Frantic relatives and worried FBI agents have been searching for the five college students from the Alexandria area, a Washington suburb, for more than a week since their disappearance in late November. FBI "is working with families and local law enforcement to investigate the missing students and is aware of the individuals' arrested in Pakistan," FBI spokesperson Katherine Schweit said in a statement Wednesday.
Agents are also working with Pakistani authorities "to determine their identities and the nature of their business there, if indeed these are the students who had gone missing," she added. She said the investigation continues and declined to comment further.
The men "are under arrest in Pakistan," said S.M. Imran Gardezi, press minister at the Pakistani embassy in Washington. They were picked up from Sargodha in Punjab province in Pakistan Tuesday.
"The reasons for their visit to Pakistan are being investigated," said Gardezi. "They are being investigated for alleged links to extremist groups." He did not give further details on the circumstances of their arrest, their names or where they were being held.

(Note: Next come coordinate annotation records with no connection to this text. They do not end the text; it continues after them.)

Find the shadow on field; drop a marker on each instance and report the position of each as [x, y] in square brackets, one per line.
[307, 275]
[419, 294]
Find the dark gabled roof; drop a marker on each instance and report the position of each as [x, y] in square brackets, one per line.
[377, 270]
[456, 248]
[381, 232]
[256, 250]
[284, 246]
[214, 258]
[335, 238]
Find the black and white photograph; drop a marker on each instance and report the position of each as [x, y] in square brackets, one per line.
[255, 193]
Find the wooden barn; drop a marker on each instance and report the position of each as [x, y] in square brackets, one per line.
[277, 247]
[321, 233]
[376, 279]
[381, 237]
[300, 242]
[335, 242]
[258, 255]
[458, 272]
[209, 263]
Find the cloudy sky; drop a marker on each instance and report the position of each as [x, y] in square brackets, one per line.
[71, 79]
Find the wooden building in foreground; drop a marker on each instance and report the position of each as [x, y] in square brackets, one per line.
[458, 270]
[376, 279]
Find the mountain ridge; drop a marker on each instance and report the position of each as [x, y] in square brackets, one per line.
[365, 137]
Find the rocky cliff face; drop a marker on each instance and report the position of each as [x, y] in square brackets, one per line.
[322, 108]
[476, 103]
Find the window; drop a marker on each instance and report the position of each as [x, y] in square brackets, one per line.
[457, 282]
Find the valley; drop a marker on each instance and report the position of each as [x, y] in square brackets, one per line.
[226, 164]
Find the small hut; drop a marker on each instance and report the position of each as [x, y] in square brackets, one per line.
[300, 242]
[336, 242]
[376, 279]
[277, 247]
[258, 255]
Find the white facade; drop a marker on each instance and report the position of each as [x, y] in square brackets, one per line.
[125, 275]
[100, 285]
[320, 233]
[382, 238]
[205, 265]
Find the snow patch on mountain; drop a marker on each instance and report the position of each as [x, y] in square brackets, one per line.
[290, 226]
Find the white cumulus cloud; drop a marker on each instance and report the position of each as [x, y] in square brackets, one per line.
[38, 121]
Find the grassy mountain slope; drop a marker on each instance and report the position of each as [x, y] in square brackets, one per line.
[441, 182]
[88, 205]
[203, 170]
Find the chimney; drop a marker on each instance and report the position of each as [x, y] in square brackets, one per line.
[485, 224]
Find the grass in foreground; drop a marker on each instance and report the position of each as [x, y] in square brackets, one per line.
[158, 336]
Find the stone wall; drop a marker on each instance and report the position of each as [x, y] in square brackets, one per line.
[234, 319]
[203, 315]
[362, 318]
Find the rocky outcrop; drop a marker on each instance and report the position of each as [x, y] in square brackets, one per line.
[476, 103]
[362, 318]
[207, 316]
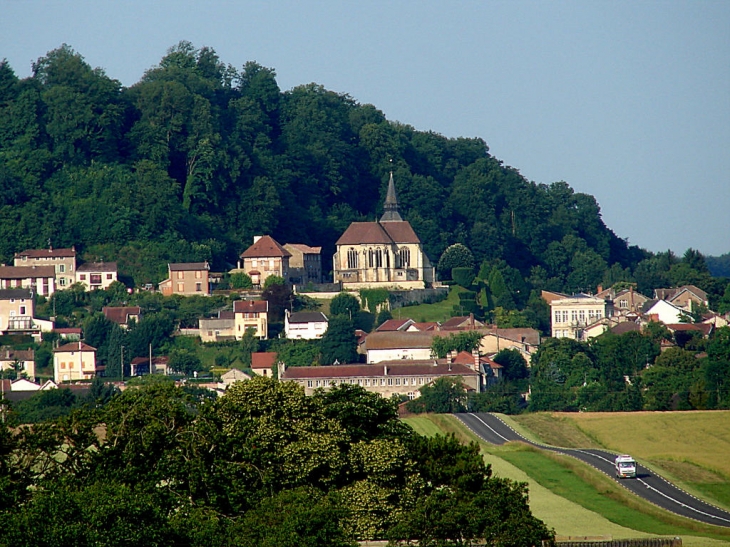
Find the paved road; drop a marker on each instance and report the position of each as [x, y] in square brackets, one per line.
[647, 485]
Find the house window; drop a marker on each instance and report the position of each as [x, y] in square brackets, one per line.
[351, 259]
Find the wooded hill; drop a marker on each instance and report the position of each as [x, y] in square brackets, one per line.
[198, 156]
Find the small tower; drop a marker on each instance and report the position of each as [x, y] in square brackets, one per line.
[390, 206]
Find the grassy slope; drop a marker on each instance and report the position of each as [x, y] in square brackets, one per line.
[689, 448]
[595, 505]
[440, 311]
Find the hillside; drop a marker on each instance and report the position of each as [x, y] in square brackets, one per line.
[197, 157]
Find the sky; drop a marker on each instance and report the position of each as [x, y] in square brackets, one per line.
[628, 101]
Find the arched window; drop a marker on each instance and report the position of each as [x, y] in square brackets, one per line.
[351, 259]
[405, 257]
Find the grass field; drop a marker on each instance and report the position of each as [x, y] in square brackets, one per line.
[690, 448]
[571, 497]
[440, 311]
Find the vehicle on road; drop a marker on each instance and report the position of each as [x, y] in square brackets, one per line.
[625, 467]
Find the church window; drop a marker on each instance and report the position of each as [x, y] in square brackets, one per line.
[405, 257]
[351, 259]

But the Washington Post citing Pakistani media reports said the men, who are in their early 20s, were taken into custody at the home of an activist linked to Jaish-i-Muhammad, a jihadist group implicated in the Indian parliament attack and branded a terrorist organization by the US.

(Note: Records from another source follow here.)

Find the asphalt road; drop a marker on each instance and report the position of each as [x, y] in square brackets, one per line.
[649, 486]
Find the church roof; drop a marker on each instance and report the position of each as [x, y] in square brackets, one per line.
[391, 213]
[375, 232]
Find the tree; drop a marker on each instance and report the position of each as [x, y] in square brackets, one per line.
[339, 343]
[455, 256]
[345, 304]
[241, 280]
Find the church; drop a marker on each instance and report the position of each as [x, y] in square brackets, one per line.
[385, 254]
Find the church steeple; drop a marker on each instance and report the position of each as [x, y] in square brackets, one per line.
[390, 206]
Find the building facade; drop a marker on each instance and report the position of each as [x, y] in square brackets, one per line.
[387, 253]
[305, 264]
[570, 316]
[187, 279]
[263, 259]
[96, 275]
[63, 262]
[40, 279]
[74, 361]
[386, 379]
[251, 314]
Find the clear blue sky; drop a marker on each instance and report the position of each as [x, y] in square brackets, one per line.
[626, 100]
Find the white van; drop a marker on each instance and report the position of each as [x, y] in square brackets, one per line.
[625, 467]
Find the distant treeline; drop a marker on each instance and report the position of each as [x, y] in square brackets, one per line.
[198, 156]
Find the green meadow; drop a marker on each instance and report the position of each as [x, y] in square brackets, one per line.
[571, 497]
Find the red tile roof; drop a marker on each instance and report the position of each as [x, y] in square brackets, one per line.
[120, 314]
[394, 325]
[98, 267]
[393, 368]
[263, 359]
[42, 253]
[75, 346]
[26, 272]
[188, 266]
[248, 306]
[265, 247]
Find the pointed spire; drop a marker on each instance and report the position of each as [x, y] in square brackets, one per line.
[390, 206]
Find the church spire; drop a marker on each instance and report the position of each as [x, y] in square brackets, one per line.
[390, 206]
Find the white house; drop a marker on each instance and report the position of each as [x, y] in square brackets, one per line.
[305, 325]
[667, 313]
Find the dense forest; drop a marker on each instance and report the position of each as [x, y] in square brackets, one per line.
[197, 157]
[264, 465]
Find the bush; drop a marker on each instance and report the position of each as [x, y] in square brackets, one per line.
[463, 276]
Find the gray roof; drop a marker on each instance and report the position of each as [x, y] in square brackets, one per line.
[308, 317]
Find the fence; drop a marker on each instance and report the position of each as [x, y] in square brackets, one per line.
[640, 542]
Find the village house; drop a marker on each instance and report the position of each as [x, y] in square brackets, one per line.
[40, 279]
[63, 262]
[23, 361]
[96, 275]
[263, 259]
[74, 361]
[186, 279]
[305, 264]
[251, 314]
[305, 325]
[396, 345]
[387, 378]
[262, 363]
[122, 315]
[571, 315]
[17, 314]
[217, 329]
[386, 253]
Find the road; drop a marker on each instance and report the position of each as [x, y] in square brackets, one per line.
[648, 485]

News of the five students arrest came as David Headley, a Chicago man with Pakistani roots, accused of scouting targets for the 2008 Mumbai attacks, pleaded not guilty Wednesday at his first court appearance since his October arrest.

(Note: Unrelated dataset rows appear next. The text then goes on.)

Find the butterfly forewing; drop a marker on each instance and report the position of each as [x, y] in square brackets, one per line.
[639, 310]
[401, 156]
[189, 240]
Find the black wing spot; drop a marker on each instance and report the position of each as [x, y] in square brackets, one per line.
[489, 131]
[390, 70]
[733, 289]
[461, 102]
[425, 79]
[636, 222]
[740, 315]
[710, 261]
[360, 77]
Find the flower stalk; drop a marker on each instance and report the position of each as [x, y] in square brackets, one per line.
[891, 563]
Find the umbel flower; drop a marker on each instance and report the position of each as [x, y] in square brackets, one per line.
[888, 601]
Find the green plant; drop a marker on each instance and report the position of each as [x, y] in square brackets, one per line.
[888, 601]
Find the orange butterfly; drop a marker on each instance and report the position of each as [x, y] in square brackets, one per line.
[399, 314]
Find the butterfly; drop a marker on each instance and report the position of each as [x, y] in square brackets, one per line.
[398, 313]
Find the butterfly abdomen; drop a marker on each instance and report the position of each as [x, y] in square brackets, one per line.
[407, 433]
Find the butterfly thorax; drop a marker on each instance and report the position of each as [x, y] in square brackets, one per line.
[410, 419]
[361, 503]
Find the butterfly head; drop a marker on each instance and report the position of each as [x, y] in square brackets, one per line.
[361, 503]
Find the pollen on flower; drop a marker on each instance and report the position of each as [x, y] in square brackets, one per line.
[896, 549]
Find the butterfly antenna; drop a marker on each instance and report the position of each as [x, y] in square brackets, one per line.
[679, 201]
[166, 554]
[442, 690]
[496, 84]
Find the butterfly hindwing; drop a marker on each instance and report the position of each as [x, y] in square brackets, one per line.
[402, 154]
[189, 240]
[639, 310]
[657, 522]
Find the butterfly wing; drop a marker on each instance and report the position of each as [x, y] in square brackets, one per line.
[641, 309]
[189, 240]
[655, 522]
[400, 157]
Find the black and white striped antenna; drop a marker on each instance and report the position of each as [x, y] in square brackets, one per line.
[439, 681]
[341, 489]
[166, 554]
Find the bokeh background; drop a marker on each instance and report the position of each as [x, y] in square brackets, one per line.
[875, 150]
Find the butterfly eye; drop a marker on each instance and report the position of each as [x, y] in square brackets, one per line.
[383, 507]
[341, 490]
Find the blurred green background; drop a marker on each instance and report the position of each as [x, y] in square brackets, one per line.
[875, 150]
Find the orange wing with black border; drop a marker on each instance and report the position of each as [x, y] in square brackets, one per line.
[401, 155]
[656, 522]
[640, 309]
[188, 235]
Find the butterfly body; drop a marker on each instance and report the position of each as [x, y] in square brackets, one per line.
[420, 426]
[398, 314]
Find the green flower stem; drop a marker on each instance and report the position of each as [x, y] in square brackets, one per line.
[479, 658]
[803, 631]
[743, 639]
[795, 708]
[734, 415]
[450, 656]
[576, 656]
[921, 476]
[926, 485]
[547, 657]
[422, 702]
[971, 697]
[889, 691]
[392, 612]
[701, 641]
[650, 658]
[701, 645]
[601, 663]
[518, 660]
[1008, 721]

The national executive director of Council on American-Islamic Relations (CAIR), Nihad Awad, told a news conference that last week some relatives of the young men went to see him and expressed concern that the five "had been missing since the weekend under mysterious circumstances."
The families had discovered that the men had gone overseas but the "bits and pieces were not adding together," Awad said. His group helped the families contact the FBI, and CAIR believes that their tip had led to the arrests in Pakistan.
An eleven-minute video was left behind that appeared to be a "farewell" from the young men, Awad said. He watched the video and found its contents disturbing. It did not say what the men planned to do, but dealt with conflicts in the world and featured verses of the Koran, he said.
According to two unnamed US officials cited by CBS News the video said Muslims must be defended and showed images of US casualties.
Asked about the five, Secretary of State Hillary Clinton declined comment but reiterated the United States was concerned about the work of extremist groups in Pakistan, particularly in the border areas with Afghanistan. "We know we've got to work more closely with both Afghanistan and Pakistan to try to root out the infrastructure of terrorism that continues to recruit and train people," she said.
State Department spokesman Ian Kelly said the US embassy in Islamabad was also seeking information about the five.
"If they are American citizens, we of course are going to be very interested in the charges that they've been detained on and what sort of circumstances they're being held," said Kelly.